Editor's Note (The View From Here)

The Helicopters

September is here, the students are back … and so are the parents! Some of the biggest challenges faced by college administrators and staff are not the students, but the parents (a.k.a. helicopter parents, lawnmower parents, snowplow parents, bulldozer parents, cosseting parents) trying to control every aspect of their child’s life.

Being an involved parent is one thing, but over-parenting is a totally different issue. Helicopter parents believe that their intervention will protect their child, keep them happy and prevent struggles or failures. The issue is that struggles and failures are an important part of growing up and are necessary for developing life, coping and survival skills. Instead, many students are suffering from anxiety, low self-esteem and a lack of confidence, which will hamper their ability to handle what life is going to throw at them.

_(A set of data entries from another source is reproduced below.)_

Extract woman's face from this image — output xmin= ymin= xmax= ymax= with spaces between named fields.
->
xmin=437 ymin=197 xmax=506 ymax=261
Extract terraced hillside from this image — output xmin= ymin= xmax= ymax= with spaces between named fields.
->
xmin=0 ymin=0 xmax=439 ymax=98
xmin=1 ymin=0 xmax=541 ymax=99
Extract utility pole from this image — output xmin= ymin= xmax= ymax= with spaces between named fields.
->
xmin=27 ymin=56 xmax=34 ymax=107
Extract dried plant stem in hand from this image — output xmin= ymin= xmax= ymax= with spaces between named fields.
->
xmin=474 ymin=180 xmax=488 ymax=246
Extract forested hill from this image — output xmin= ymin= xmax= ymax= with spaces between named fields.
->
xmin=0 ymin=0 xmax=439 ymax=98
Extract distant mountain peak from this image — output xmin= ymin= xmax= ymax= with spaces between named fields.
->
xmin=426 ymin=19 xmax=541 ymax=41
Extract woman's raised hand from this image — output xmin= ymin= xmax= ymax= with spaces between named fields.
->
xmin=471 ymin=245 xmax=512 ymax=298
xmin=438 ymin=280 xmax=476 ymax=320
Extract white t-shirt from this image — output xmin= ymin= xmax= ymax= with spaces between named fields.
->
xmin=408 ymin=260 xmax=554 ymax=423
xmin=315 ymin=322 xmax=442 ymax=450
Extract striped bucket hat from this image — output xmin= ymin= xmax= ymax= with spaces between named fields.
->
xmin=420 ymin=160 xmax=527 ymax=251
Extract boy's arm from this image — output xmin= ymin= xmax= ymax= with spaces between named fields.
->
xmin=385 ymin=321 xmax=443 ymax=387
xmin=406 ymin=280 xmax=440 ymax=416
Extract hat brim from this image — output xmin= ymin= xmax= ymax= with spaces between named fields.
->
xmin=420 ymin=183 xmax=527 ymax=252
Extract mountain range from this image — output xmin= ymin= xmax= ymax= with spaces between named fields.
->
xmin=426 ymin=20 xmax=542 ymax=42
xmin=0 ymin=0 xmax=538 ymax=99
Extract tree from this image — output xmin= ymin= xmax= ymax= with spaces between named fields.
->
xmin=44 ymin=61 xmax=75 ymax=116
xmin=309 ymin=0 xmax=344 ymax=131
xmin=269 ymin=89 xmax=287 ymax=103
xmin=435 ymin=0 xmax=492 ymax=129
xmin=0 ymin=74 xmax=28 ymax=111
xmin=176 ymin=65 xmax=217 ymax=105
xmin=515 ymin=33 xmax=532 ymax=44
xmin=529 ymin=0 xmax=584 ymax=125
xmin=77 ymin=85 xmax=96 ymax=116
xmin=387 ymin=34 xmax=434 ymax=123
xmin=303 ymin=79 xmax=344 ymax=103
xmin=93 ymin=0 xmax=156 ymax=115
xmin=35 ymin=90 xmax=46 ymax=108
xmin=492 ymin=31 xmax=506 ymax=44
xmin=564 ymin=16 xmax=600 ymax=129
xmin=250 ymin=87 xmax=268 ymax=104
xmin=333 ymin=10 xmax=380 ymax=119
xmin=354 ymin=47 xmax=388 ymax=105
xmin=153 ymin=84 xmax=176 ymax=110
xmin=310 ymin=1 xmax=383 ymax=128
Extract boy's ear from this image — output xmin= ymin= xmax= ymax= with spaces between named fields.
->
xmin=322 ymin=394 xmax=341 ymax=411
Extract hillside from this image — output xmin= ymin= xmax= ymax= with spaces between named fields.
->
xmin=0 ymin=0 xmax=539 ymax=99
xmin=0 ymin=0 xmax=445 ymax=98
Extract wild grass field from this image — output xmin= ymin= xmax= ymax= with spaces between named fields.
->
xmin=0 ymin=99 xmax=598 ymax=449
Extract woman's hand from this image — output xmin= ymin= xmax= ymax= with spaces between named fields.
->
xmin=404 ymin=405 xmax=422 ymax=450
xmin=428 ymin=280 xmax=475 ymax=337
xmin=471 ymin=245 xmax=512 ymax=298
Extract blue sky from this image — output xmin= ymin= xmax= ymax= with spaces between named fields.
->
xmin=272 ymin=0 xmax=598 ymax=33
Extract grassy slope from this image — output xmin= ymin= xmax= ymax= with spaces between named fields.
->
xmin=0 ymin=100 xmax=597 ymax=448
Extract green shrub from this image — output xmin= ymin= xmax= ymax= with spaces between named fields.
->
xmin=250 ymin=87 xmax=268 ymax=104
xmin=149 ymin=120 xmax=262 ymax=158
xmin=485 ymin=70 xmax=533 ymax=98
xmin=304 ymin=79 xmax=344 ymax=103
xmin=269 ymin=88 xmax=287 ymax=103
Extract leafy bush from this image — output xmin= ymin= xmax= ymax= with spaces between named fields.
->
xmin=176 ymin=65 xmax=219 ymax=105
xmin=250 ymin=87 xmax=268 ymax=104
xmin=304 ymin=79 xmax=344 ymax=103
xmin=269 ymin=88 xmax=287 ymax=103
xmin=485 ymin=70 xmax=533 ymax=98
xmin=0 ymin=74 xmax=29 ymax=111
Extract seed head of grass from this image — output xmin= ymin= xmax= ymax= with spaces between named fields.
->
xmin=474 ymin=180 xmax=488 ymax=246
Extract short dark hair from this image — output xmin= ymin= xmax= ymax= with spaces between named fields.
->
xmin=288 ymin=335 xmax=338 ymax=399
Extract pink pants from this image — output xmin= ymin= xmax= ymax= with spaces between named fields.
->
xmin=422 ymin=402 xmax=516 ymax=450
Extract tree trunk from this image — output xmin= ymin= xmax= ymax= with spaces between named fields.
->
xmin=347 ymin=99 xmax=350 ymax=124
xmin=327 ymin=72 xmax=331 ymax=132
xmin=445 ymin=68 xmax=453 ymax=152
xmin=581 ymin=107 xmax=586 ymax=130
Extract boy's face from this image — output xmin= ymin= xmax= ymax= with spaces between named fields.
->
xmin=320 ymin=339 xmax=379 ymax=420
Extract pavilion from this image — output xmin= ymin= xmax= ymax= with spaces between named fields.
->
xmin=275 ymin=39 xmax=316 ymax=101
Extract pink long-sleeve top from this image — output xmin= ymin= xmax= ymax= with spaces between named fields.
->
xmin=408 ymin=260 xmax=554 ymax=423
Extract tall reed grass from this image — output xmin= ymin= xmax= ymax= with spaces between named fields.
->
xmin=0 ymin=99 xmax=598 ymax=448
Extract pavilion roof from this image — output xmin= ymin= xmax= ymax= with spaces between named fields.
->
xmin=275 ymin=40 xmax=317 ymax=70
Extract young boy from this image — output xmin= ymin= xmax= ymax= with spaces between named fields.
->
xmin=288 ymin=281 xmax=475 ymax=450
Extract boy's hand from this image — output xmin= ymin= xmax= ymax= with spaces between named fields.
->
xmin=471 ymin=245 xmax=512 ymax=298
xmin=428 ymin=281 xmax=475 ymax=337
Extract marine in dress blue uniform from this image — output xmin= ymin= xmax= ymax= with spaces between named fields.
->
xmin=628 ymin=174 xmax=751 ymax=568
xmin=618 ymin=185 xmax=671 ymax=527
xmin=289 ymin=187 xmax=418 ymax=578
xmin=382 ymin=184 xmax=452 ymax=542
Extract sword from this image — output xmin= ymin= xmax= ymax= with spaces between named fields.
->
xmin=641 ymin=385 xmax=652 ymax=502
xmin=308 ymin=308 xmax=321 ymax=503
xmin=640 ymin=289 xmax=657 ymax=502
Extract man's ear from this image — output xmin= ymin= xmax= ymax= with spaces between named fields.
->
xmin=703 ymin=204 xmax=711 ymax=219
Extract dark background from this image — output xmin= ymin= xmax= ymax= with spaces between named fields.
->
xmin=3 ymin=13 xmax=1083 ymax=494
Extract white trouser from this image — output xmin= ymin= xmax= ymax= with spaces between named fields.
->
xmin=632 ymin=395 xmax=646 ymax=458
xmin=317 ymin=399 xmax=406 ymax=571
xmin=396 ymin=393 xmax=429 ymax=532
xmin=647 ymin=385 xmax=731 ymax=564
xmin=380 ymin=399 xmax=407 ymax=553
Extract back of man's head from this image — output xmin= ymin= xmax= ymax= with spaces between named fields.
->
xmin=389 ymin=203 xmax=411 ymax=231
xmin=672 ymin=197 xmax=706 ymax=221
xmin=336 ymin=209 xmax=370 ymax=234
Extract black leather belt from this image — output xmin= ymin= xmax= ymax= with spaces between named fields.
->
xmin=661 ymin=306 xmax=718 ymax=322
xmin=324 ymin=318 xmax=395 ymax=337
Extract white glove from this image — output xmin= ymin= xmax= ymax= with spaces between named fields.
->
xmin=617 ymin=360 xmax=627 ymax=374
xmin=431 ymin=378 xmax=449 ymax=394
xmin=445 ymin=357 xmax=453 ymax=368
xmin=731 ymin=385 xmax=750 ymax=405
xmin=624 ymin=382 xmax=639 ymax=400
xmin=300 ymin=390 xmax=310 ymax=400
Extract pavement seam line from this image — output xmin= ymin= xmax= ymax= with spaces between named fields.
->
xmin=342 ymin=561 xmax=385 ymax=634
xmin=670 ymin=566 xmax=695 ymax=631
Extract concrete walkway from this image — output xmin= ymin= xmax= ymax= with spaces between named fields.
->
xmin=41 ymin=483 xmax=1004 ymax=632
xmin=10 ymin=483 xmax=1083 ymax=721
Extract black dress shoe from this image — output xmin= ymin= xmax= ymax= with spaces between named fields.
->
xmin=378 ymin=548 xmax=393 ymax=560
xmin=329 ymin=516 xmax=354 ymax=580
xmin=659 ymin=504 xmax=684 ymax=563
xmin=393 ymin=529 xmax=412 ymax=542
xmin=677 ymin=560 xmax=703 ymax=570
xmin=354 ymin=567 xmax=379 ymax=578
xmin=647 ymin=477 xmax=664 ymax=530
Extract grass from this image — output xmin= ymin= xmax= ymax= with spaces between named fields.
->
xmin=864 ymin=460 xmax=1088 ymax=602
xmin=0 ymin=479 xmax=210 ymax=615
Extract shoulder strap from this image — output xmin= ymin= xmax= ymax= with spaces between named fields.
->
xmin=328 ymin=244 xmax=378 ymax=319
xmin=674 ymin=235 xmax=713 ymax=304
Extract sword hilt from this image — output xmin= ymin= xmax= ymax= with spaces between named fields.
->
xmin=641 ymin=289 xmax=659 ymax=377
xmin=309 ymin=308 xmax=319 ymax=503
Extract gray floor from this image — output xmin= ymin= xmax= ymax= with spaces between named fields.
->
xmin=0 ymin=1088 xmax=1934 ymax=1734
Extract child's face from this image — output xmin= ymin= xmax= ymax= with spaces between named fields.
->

Add to that the issues of entitlement and lack of personal responsibility. Many students (and parents) feel they are entitled to good grades (despite the fact that it is not uncommon for 30 to 40 percent of college students to skip any given class). They have no problem demanding professors lower their standards, or publicly complaining or harassing them (in person or online) if they don’t.

Each year when we do our survey on college housing, the number of housing directors who point to entitlement issues and issues with helicopter parenting grows. When asked the question, “What is the biggest change you have seen in residence halls in the last five years?” the answers are telling. The attitude of the students and parents; student and parent expectations; the maturity level of students; less independence and more students are having mom and dad handling their business.

Other surveys show that 93 percent of student affairs professionals reported an increase in interaction with parents in the last five years (Merriman, 2007). Seventy-four percent of parents communicate with their college-student children at least two to three times weekly, with fully a third communicating daily (College Parents of America Survey, 2006). A 2013 Clark University poll found that two-thirds of moms and more than half of fathers say they have some form of contact with their adult child almost every day.

Parental support is undeniably good. But personally I have never felt the need to live my children’s lives for them. It was my job to help them understand that sometimes they will fail, that there is value in hard work, that there is no elevator to the top and that once they reached the age of maturity, the responsibility was theirs — not mine.